On February 24, 2020, Hollywood movie mogul Harvey Weinstein was convicted of rape and sexual assault in New York and taken to prison in handcuffs at a pivotal moment for the #MeToo movement. An appeals court later overturned the verdict and ordered a new trial, but Weinstein remained behind bars after other convictions.

Also on this date:

In 1803, in its historic decision Marbury v. Madison, the United States Supreme Court established the fundamental principle of judicial review of the constitutionality of laws and statutes.

In 1868, the United States House of Representatives impeached President Andrew Johnson by a vote of 126 to 47 following his attempted impeachment of Secretary of War Edwin M. Stanton; Johnson was later acquitted by the Senate by a single vote.

In 1942, the SS Struma, a charter ship attempting to transport nearly 800 Jewish refugees from Romania to British Mandate Palestine, was torpedoed by a Soviet submarine in the Black Sea; all but one of the refugees died.

In 1981, a jury in White Plains, New York, found Jean Harris guilty of second-degree murder in the fatal shooting of “Scarsdale Diet” author Dr.

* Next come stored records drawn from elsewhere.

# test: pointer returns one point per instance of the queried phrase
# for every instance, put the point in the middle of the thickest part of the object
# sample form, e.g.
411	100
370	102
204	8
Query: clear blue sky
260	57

Herman Tarnower. (Sentenced to 15 years to life in prison, Harris was pardoned by New York Governor Mario Cuomo in December 1992.)

In 1988, in a decision expanding legal protections against parody and satire, the Supreme Court unanimously overturned a $200,000 award that the Rev. Jerry Falwell had won against Hustler magazine and its publisher, Larry Flynt.

In 1991, the United States began its ground operations in the Gulf War by entering Iraqi-held Kuwait.

In 2008, the Cuban parliament named Raul Castro president, ending the nearly 50-year rule of his brother Fidel, who had announced days earlier that he would not run again. Raul Castro served as president until April 2018.

In 2011, Discovery, the world’s busiest spacecraft, went into orbit for the last time, heading to the International Space Station for a journey marking the beginning of the end of the shuttle era.